If so, do you know where I can download it?

>turning ChromeOS into a full linux distribution defeats the point of ChromeOS
itself: to have very few "moving parts".

Just because that is why Google created ChromeOS does not mean that those of
us uninterested in Google's vision cannot bend it or parts of it to other
purposes. It is after all distributed under open-source licenses.

------
gnidorah
Making it targeted only for Chromebooks makes it really inaccessible for
masses. I would prefer to use my Thinkpad anyway, and not to throw another few
hundred bucks on a Chromebook that is technically inept. Why couldn't you
provide a generic image with Linux firmwares added? Like ArnoldTheBat does
(and Neverware for its CloudReady, but its a closed product) with his build:
[http://arnoldthebat.co.uk/wordpress/chromiumos-special-
build...](http://arnoldthebat.co.uk/wordpress/chromiumos-special-builds/)
Things like "It was not reliable because of problems due to unsupported
hardware (such as trackpad issues, ...)" will fly away and you will get a new
blood of users and devs to your project.

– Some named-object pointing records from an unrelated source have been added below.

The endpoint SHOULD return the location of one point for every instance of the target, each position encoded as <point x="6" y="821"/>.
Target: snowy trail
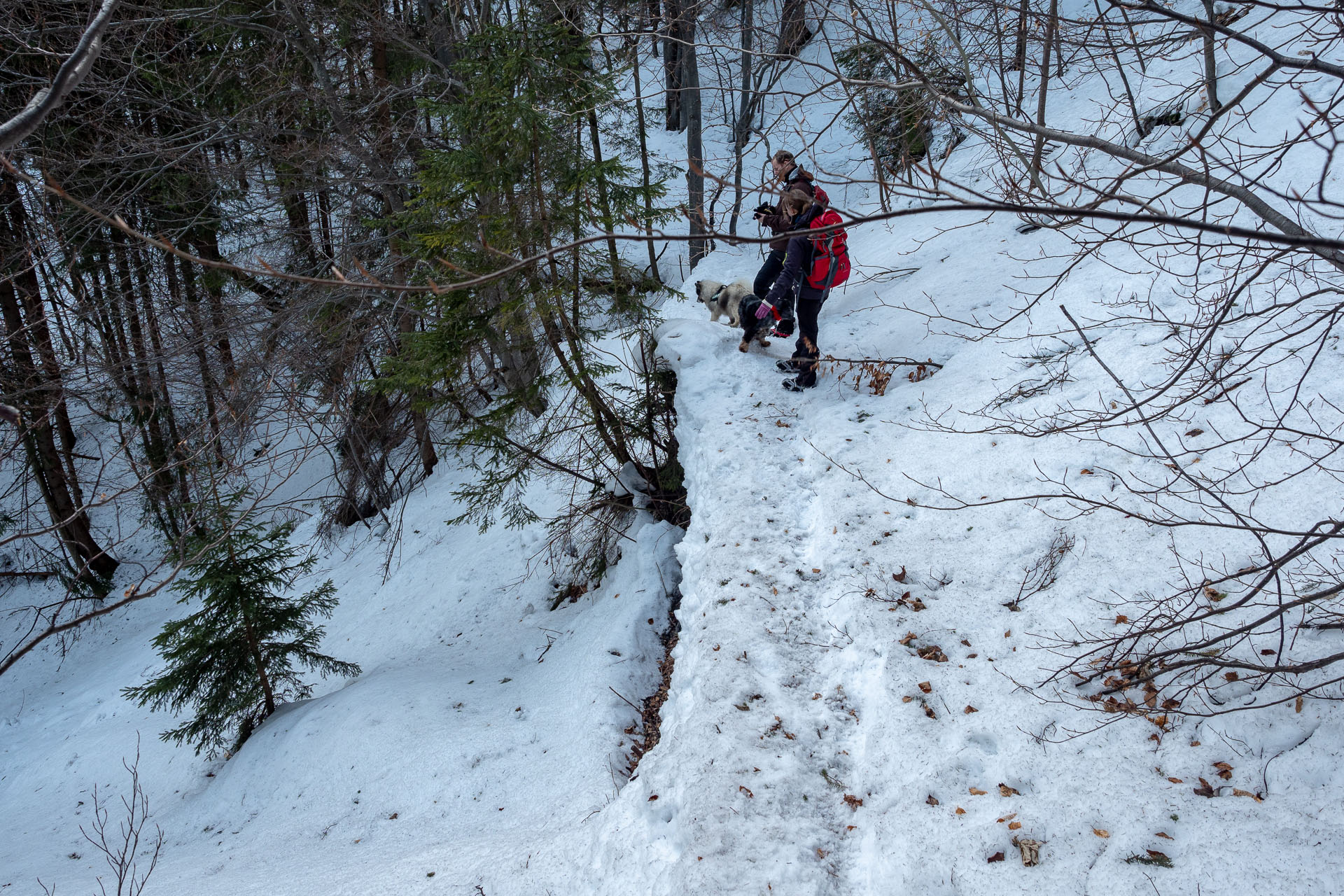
<point x="802" y="687"/>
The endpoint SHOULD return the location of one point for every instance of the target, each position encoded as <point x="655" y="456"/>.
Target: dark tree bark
<point x="33" y="382"/>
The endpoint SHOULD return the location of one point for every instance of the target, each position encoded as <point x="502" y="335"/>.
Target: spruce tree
<point x="238" y="656"/>
<point x="517" y="175"/>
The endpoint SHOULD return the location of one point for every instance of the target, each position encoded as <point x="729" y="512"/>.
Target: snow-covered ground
<point x="806" y="746"/>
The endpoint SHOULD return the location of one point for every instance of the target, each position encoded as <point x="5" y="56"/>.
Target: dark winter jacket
<point x="797" y="258"/>
<point x="797" y="179"/>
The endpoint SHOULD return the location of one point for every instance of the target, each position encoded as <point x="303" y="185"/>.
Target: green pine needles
<point x="239" y="654"/>
<point x="517" y="172"/>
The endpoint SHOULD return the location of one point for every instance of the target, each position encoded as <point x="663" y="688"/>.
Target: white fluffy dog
<point x="723" y="298"/>
<point x="738" y="302"/>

Probably you could also tweak kernel
config for better hardware compatibility or set of kernel features, since all
in all its a fork and you have total control over it.

------
marssaxman
Thank you for doing this - it makes Chromebooks seem much more appealing as a
hardware platform.

Do I understand correctly that this removes the need to hold down a special
key combination every time you boot?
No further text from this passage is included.